6 Tips for Managing a High-Performance Computing Cluster
The face of supercomputing has changed — a lot. A new breed of commodity servers connected via ultrafast networks — such as Infiniband — have supplanted the monolithic mainframes of yore.
As opposed to common enterprise workloads, where each server may solve a multitude of problems concurrently, individual servers in a high-performance computing (HPC) system exchange messages with other servers at high rates of speed in order to collaboratively solve a single — but huge — problem.
Even in a university environment, HPC deployments can grow to thousands of individual servers. Consider the following six strategies to ease administrative burdens and provide for a better user experience.
Tip 1: Allow configurations to diverge.
A management platform that allows configurations of individual machines or groups of machines to diverge from the standard — as long as those settings are managed — will allow customization for specific tasks or users. That philosophy also allows system administrators to perform small, incremental upgrades without the need for extended downtime to provision systems from scratch.
Tip 2: Use multiple versions of applications.
This goes hand in hand with diverging configurations.

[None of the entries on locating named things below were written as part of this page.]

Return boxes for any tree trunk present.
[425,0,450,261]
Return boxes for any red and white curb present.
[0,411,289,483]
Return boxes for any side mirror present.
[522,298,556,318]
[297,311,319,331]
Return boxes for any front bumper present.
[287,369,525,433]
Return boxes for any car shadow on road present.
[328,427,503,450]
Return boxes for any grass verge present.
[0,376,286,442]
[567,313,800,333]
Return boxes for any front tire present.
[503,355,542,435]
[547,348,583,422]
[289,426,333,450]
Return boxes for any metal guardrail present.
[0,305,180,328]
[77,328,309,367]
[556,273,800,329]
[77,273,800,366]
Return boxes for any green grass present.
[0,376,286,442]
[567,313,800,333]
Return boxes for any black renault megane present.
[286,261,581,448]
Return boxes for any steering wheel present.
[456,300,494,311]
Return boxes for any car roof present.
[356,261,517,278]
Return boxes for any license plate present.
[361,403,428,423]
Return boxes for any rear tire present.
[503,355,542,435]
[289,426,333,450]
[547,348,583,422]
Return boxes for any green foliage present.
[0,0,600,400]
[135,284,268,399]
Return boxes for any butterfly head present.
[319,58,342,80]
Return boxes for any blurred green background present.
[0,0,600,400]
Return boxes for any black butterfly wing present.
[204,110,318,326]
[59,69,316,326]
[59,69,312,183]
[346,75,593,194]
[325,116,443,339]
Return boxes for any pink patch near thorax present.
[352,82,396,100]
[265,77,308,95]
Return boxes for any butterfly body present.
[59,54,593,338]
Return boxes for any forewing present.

In a large environment, you will inevitably encounter a situation where one research group absolutely requires one version of an application, and another group simply can't live without a different version. Ensuring that the management platform can deploy both versions on the same compute resources is key.
Tip 3: Support bundles.
An easy-to-use tool that allows users to submit problem tickets can be valuable to troubleshooting efforts. Not only can this tool direct comments from the user into a preferred ticketing system, it can gather data of interest from the HPC environment. What jobs do the users have running or queued at the moment? What does their environment look like? What applications do they have loaded into their environment?
Automated gathering will pay dividends when it comes to making effective use of the user support organization (users also will appreciate a less tedious experience).

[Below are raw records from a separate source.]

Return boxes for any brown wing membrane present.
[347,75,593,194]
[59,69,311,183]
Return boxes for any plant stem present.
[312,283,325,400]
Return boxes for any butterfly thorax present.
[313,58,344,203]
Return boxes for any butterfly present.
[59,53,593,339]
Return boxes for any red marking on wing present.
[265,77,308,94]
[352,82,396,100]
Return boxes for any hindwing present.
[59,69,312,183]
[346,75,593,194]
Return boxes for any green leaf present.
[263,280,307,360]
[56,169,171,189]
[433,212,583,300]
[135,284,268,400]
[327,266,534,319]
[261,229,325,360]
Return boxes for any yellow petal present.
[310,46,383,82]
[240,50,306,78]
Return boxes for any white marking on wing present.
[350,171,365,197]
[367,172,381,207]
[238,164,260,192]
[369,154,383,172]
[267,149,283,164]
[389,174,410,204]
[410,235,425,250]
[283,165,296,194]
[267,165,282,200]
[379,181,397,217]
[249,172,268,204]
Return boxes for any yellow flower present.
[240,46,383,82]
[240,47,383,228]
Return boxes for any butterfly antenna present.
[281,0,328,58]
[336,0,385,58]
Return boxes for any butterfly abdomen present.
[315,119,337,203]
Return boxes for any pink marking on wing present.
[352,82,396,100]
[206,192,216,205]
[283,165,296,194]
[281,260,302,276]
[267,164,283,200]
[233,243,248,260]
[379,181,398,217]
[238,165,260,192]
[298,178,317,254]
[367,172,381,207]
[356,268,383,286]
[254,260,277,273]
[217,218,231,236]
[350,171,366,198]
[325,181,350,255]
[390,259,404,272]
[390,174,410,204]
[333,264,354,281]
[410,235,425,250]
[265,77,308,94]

Tip 4: Tier the deployment environment.
A multitiered testing environment brings traditional enterprise IT practices to the HPC realm. Institute a "development" sandbox so system administrators can install and configure new releases of operating systems, middleware and applications.
Once a release is ready for broader testing, move it onto a "test" platform, where regression tests are run and trusted users are invited to test the new release. After any remaining problems are fixed, deploy the release onto production resources.
Tip 5: Virtualize.
Virtualization can be a useful tool in the HPC arena. The usual server consolidation approaches apply for IT infrastructure services. To implement remote visualization of HPC data sets, use a Virtual Desktop Infrastructure approach.
Some HPC management platforms also can manage virtual machines, providing "virtual clusters." Although those work well only for certain types of applications, they can prove quite powerful, particularly in a secure research environment using protected data.
Tip 6: Tap the cloud.
Computational demands from researchers are frequently cyclical. Like waves on a lake, research cycles from multiple faculty can result in tall peaks. A management tool that can dynamically provision resources from public-cloud providers lets HPC administrators scale capacity based on a lower mean demand and respond rapidly to peak resource demands.